Bilateral transactions under that arrangement reached the equivalent of $7.7 billion in 2025, as per Nikkei.

Tokyo is also studying a comparable mechanism with Malaysia.

The Indonesian experience is likely to serve as a reference point as India and Japan develop their own framework.

India's Push For Rupee-Based International Trade

India has steadily expanded the use of the rupee in international trade over the past few years.

The RBI introduced the Special Rupee Vostro Account (SRVA) framework in July 2022 to facilitate invoicing, payment and settlement of international trade in Indian rupees. The central bank described the arrangement as an additional mechanism aimed at reducing dependence on hard currencies while allowing exchange rates to remain market determined.

The framework gained prominence following Western sanctions on Russia, when India increasingly settled a portion of bilateral trade in rupees. While the system has helped maintain trade continuity, officials have also acknowledged challenges arising from large rupee balances accumulated by partner countries.

By August 2025, the RBI had approved 156 Special Rupee Vostro Accounts across 26 Indian banks for 123 correspondent banks from 30 countries as per Reuters. Foreign institutions maintaining these accounts were later reportedly permitted to invest surplus balances in Indian government securities.

The proposed yen-rupee mechanism would build on these broader efforts to internationalise the Indian currency.

Why The Japanese Yen Has Fallen To Historic Lows

The timing of the proposal is significant, coming as the Japanese yen continues to face sustained weakness.

The yen recently slipped into the 162-per-dollar range, its weakest level in four decades after earlier touching historic lows near 160 per dollar, despite repeated currency interventions by Japanese authorities, as per Nikkei.

Analysts attributed the decline primarily to the wide interest-rate gap between the United States and Japan. While the US policy rate remains at 3.5%-3.75%, Japan's policy rate stands at 1%, even after the Bank of Japan's (BOJ) latest rate increase. Markets remain unconvinced the BOJ will tighten monetary policy aggressively enough to narrow this gap.

Tokyo spent 11.7 trillion yen, equivalent to around $72 billion, on currency intervention between April and May, yet the yen continued to weaken, as per Nikkei.

Japan's government has maintained that economic growth remains a priority, while markets continue to debate whether the currency could weaken further if interest-rate differentials persist.

Has The Indian Rupee Seen A Similar Fall?

The Indian rupee has depreciated gradually against the US dollar over the years, but it has not experienced the kind of sharp, prolonged decline recently witnessed by the Japanese yen.

Unlike Japan, India follows a managed exchange-rate regime in which the RBI periodically intervenes to reduce excessive volatility rather than defend a fixed exchange rate.

Such interventions aim to maintain orderly market conditions, support financial stability and prevent sharp currency movements that could affect inflation, imports, exports and investor confidence.

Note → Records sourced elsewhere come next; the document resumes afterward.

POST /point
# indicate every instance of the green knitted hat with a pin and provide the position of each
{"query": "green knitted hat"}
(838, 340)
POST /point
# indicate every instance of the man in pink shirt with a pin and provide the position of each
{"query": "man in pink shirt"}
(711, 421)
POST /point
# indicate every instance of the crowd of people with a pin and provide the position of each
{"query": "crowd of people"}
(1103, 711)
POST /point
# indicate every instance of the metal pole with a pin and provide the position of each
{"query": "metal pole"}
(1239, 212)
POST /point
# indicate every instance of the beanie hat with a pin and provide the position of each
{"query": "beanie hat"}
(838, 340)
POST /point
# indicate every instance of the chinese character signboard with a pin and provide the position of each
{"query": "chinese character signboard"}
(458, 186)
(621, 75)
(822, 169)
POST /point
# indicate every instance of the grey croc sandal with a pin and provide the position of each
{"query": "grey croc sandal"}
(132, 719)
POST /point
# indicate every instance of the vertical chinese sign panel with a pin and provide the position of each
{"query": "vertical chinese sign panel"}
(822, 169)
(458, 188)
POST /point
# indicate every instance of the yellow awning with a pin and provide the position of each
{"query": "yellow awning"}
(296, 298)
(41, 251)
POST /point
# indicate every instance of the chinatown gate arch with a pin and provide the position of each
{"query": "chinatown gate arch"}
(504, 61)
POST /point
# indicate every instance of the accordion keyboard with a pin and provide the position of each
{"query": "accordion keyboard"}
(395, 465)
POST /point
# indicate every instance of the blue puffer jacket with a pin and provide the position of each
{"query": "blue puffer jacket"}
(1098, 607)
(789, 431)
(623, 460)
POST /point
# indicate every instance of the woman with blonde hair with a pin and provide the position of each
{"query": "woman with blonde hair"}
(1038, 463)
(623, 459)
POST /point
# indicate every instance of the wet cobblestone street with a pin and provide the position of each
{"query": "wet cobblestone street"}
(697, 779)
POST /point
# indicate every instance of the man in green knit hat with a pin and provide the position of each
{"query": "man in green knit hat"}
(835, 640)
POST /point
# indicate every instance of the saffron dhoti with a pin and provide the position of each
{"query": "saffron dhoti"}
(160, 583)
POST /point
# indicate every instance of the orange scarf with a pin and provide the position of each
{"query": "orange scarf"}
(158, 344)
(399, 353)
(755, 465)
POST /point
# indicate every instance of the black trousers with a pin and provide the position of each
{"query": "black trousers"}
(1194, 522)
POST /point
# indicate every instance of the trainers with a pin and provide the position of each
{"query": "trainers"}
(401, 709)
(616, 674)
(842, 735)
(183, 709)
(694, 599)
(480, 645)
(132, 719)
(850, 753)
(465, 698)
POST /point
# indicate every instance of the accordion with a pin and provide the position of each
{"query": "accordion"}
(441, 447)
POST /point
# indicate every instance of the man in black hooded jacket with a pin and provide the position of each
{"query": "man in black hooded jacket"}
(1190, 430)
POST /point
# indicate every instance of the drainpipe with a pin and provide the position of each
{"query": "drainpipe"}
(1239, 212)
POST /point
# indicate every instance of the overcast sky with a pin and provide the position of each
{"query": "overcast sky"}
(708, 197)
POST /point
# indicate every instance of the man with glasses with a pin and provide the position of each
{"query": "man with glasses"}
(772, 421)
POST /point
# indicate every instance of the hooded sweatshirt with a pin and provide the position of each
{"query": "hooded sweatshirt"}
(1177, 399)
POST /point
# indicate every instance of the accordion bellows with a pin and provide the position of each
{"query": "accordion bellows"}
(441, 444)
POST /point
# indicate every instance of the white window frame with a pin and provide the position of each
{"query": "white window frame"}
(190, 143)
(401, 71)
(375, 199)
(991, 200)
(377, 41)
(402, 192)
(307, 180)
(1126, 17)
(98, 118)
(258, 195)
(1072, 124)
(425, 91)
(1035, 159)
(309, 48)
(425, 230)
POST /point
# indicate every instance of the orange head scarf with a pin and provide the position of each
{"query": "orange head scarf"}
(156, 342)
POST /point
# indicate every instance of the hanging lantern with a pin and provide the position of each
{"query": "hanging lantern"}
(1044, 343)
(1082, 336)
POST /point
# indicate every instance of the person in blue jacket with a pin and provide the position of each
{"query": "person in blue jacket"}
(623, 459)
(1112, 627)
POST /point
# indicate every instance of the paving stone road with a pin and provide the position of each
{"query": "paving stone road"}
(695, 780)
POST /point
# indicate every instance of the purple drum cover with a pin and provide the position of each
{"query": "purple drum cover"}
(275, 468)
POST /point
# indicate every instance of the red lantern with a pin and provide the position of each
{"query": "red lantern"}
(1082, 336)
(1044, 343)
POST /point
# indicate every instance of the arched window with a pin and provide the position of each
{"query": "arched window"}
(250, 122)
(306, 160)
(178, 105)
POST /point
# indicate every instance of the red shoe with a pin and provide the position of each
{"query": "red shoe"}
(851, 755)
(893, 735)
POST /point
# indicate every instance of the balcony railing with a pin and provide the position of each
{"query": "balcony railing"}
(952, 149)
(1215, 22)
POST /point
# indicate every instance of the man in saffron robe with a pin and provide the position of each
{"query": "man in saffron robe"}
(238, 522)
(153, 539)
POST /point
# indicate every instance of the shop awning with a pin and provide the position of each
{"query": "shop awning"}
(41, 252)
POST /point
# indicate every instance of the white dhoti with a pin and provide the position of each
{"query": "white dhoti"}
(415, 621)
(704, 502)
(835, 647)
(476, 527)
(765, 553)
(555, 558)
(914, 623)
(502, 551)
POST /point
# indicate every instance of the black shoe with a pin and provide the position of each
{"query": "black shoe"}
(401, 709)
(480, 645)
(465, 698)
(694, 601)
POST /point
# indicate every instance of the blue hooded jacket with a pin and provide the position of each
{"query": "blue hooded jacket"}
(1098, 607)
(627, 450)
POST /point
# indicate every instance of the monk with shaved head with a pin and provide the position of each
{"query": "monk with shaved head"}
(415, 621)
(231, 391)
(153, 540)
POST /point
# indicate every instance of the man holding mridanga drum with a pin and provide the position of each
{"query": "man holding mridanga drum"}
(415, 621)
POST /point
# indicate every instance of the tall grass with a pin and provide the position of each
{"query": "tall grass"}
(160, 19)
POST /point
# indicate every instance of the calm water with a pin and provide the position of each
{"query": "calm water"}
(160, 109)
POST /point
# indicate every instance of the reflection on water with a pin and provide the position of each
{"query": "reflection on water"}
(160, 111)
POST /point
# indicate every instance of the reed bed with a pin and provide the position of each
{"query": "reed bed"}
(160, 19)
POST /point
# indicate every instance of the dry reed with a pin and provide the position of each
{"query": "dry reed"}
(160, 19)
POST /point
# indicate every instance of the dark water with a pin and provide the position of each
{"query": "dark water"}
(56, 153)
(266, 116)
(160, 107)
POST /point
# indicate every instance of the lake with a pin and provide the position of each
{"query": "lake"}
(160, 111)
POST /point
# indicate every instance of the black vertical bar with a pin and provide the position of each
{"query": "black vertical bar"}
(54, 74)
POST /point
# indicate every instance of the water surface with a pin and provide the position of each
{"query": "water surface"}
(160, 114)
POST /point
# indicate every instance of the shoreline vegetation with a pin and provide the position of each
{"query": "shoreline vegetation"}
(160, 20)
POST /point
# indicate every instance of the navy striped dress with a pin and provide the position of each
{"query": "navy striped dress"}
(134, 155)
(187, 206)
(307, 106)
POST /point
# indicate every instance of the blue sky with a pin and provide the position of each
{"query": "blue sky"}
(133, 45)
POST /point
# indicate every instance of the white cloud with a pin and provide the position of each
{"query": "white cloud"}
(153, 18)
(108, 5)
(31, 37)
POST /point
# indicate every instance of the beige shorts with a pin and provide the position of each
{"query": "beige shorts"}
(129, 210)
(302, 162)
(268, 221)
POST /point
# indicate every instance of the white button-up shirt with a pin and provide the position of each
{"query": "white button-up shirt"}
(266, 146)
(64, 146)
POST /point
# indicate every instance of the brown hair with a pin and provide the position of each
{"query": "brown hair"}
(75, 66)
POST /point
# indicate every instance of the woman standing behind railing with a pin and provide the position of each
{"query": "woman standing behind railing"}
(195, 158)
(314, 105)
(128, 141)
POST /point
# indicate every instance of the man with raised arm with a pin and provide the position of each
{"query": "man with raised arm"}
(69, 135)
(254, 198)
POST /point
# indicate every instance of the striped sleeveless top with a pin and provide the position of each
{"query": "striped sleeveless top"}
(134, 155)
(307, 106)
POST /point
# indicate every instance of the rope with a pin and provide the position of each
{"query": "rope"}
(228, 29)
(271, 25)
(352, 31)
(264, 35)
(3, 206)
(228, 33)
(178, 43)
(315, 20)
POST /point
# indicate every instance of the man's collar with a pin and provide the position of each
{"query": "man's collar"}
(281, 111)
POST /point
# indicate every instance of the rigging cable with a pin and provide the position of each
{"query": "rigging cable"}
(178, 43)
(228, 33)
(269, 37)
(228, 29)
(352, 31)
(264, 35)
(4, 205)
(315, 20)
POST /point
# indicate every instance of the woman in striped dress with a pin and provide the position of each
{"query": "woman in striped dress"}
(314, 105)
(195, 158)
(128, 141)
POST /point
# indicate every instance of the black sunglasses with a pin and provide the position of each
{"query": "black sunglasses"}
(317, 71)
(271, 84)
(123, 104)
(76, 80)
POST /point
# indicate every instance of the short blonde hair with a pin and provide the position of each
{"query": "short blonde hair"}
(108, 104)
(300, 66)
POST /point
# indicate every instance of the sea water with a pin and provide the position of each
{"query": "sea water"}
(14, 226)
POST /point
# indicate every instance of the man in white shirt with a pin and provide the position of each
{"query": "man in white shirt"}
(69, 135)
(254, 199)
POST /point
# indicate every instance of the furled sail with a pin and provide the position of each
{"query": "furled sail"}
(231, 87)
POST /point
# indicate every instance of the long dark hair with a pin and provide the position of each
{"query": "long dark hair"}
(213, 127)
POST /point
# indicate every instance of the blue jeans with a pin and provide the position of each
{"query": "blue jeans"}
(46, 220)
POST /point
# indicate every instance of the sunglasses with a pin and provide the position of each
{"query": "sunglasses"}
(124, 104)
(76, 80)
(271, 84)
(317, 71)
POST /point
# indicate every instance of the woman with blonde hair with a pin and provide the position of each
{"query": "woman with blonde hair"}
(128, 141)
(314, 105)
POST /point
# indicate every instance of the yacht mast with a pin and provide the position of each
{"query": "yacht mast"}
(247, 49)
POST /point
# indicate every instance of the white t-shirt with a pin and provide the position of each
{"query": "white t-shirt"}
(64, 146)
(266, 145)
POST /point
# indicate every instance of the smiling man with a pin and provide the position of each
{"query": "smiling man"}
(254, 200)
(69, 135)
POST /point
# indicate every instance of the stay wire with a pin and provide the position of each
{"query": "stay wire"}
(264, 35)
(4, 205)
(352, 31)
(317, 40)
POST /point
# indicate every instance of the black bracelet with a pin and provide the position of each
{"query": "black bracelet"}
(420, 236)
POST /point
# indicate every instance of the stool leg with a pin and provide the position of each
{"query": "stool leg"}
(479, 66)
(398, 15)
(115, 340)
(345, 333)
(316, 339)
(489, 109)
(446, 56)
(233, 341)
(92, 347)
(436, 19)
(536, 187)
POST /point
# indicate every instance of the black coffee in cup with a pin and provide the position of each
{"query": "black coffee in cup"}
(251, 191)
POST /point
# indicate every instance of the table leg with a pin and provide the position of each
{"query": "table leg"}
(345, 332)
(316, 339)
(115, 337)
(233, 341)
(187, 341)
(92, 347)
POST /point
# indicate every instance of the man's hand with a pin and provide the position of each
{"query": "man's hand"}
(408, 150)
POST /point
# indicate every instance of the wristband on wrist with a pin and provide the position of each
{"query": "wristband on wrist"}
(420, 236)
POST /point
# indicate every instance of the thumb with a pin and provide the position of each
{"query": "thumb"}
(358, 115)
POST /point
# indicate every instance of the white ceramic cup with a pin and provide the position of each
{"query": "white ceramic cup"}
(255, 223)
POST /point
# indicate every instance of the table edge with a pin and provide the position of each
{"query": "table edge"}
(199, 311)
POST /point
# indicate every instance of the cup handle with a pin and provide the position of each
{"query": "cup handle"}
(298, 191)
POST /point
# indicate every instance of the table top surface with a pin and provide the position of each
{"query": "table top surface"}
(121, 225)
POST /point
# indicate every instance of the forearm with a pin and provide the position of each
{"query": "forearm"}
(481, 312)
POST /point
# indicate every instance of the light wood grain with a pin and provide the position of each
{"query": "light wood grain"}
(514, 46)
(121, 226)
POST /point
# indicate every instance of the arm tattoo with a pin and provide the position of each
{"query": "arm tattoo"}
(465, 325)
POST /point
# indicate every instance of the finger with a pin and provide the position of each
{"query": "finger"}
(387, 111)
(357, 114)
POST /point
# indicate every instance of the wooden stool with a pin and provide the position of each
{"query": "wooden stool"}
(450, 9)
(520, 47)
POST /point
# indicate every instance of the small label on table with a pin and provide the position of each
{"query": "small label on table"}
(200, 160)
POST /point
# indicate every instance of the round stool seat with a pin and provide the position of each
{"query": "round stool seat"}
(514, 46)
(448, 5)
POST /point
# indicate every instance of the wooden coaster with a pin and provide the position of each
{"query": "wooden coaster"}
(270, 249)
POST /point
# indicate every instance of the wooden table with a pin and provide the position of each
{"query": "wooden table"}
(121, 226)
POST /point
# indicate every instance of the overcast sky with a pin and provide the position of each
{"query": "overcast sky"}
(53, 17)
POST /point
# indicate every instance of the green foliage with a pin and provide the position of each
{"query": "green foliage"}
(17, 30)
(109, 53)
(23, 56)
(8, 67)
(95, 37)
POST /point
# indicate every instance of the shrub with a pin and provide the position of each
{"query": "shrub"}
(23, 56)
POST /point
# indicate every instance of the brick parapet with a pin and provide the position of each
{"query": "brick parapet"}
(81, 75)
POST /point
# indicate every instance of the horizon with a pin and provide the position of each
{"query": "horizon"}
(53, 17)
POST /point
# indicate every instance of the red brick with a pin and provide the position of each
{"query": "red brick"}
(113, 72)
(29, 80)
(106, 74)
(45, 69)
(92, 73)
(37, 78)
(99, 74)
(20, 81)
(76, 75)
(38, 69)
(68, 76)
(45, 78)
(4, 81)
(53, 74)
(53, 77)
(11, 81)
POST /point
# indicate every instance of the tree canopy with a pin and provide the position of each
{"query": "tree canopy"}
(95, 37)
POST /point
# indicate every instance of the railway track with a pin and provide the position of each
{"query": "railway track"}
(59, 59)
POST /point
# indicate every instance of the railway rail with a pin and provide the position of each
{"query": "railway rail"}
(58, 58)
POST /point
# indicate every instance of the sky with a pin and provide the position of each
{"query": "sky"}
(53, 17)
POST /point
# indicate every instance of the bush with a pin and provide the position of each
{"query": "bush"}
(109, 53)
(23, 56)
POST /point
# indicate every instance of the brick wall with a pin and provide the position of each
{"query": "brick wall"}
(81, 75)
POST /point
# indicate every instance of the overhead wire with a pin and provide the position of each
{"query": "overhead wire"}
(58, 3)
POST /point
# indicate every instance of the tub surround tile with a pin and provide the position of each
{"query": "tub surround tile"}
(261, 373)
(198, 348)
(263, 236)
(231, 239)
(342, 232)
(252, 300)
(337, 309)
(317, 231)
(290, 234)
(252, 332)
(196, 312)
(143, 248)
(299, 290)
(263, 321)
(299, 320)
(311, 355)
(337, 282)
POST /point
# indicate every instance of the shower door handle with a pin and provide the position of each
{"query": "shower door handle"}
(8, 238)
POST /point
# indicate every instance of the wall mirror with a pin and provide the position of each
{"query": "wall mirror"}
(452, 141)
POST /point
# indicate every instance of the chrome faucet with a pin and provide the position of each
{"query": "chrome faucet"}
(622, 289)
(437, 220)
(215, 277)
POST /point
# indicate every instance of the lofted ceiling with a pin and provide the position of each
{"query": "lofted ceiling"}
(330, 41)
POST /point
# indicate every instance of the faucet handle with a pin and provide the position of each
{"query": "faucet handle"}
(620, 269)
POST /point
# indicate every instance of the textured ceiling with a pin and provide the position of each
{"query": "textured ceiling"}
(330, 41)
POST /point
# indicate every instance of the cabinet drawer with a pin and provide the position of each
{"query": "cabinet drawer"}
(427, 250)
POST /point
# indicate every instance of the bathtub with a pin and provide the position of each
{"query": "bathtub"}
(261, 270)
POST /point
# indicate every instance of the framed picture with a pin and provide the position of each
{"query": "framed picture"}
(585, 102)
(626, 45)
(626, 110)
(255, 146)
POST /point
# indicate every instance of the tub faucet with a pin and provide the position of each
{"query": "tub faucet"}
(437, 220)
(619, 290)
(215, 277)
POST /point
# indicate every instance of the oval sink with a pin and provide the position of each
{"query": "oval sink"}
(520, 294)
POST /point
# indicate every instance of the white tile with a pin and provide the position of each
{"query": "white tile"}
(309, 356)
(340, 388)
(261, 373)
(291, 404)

India's relatively higher interest rates, stronger economic growth and active foreign exchange management have generally prevented abrupt currency swings, although global oil prices, capital flows and geopolitical developments continue to influence the rupee's movement.

How Japan's Economy Differs From India's

Although both countries are major Asian economies, their economic structures differ significantly.

Japan is a mature, export-driven economy with ageing demographics and decades of low inflation. India, by contrast, continues to record relatively faster economic growth, benefits from a younger workforce and remains driven by domestic consumption alongside expanding manufacturing.

Japanese investment in India is increasingly concentrated in sectors such as automobiles, semiconductors, clean energy, artificial intelligence (AI) and advanced manufacturing, supported by the two countries' 10-year investment roadmap announced in 2025.

Although it is unlikely to transform global trade overnight, proposed rupee-yen settlement, if implemented, could help reduce dependence on the US dollar for a portion of bilateral trade, lower transaction costs and strengthen financial cooperation between India and Japan.